Na capital paulista, o desfile dos blocos na região da República transcorreu de forma tranquila durante a tarde, embalado por ritmos nordestinos como o Axé e o Forró. 

Os blocos Domingo Ela Não Vai e Explode Coração foram os principais responsáveis por animar o circuito, que apesar do grande número de pessoas, ofereceu boa mobilidade e fácil acesso aos foliões.
“É muito bom, para brincar com a família e os amigos. Alegre, tranquilo e com mais espaço do que em outros circuitos”, comentou Luma Gregória, estudante de jornalismo. Participante do Carnaval desde a infância, quando fazia parte da ala mirim da Tom Maior, Luma estava acompanhada de parentes e amigos.
Após aproveitar o bloco Domingo Ela Não Vai, o grupo planejava seguir para o Explode Coração e continuar a festa com o Axé – ritmo que, para Luma, representa o Carnaval.
A estudante revelou que, no dia seguinte, pretendia ir com amigos para as marchinhas da Charanga do França e, na terça-feira, embora ainda não tenha definido o local, tinha certeza de que procuraria outros bloquinhos de rua.
Luma também expressou sua preferência por evitar os grandes blocos, devido a uma experiência negativa no pré-carnaval na Consolação: “Havia muita gente e algumas pessoas ficaram pressionadas. Saímos para o lado do cemitério, onde a visibilidade era melhor, mas quem ficou do outro lado teve dificuldades”, lembrou.

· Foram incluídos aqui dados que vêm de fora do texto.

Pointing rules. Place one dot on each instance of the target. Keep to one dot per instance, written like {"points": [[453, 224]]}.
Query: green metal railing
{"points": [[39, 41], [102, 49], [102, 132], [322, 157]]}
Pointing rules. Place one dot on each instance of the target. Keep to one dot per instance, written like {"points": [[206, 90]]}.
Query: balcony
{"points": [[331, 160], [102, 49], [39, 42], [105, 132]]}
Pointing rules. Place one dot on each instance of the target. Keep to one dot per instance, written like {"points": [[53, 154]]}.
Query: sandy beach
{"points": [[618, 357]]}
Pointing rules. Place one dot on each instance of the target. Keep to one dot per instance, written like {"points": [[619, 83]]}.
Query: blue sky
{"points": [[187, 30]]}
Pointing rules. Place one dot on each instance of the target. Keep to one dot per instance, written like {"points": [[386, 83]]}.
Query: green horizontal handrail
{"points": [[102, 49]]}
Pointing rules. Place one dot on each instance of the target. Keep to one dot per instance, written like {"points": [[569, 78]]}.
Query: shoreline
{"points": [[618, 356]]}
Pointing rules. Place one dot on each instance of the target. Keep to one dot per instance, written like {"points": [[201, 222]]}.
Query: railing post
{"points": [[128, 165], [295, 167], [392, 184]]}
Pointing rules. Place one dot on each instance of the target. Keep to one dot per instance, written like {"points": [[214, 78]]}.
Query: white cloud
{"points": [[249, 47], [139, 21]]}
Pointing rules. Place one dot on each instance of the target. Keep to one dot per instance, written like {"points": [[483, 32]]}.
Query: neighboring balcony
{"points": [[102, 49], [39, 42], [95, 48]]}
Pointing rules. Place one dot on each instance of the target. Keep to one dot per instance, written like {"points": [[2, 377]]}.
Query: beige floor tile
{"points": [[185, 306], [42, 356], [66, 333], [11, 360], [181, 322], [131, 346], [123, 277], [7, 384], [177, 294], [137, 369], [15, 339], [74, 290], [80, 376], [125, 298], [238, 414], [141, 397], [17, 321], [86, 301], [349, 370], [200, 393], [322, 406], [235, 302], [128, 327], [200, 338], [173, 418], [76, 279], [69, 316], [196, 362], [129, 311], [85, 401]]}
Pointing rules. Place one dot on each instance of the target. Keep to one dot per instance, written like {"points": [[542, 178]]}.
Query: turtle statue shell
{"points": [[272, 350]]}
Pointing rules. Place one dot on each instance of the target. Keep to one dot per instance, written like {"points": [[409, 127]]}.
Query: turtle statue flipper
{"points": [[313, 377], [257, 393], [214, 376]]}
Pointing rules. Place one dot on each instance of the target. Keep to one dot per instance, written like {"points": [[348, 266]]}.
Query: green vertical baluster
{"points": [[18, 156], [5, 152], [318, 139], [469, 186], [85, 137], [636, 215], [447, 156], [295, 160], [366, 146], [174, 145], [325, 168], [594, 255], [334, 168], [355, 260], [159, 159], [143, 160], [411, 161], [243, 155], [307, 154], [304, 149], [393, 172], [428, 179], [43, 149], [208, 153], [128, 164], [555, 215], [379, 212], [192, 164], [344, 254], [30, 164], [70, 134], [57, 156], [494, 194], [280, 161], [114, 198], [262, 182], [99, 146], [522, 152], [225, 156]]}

O circuito acompanhou as bandas dos trios elétricos, como a do Bloco Afro Tô na Rua, com duas baterias, um percussionista no atabaque, guitarra, baixo e teclado, todos tocando axé nas vozes de Lia, Paula e Marcos, enfrentando com energia o sol da tarde na rua São Luiz com a Consolação. Neste ponto, o ritmo diminuía e as pessoas dançavam, circulando entre os blocos e aproveitando bares e restaurantes, que normalmente ficam fechados aos domingos.
Perto da Biblioteca Mário de Andrade, a equipe da Agência Brasil conversou com as irmãs Estela e Josy Madeira. Estela, bibliotecária e ex-funcionária da Mário de Andrade, relatou que estava no terceiro bloco do fim de semana e que ainda não havia terminado a folia.
“Está um pouco mais vazio, sabe. Deve ser por causa dos megablocos, que estão atraindo parte do público para longe dos blocos mais tradicionais do Centro. Claro que ainda estão bem maiores hoje do que quando o carnaval era na Tiradentes”, explicou Estela.
As irmãs acompanham a festa há cerca de uma década, antes mesmo da popularização dos desfiles de blocos na cidade, e certamente bem antes dos desfiles para dezenas de milhares de pessoas, como alguns dos blocos da Consolação e do circuito do Ibirapuera.
“Tem uns muito legais. Ontem fomos no Bollywood, com artistas indianos, e no Perdi Tudo na Augusta. Amanhã ainda não decidimos, mas acho que vamos para o Bixiga. É uma pena termos perdido o Esfarrapado”, disse Josy.
Se forem ao Bixiga na segunda-feira, terão uma surpresa agradável, pois o bloco, que desfila desde 1947, festeja a partir das 10h, com os sambas da Vai-Vai.
Quem retornou à República no meio da tarde, por volta das 15h, além do grande número de vendedores, alguns até desanimados pela presença de muitos guarda-sóis amarelos e pelo movimento moderado, ainda encontrou o pequeno e animado público do Bloco SP Forró, que iniciava seu desfile.
Vestidos como Lampião e Maria Bonita, Juarez e Ana puxavam o bloco, organizado pelo amigo e produtor cultural Zé da Lua, com quem se apresentam durante o ano com a mesma indumentária no Trio da Lua.
“A gente brinca sempre que pode, se apresenta o ano todo. Adoro”, disse Ana Freire, que é paraibana radicada em São Paulo, onde, além das apresentações, ensina música, principalmente violão.
Seu parceiro e Lampião é o arte educador e escultor Juarez Martins dos Anjos, baiano que reside em São Paulo desde 1973, morador de São Miguel, na zona leste. O bloco tem seis anos de apresentações no carnaval e seguia animado durante a tarde.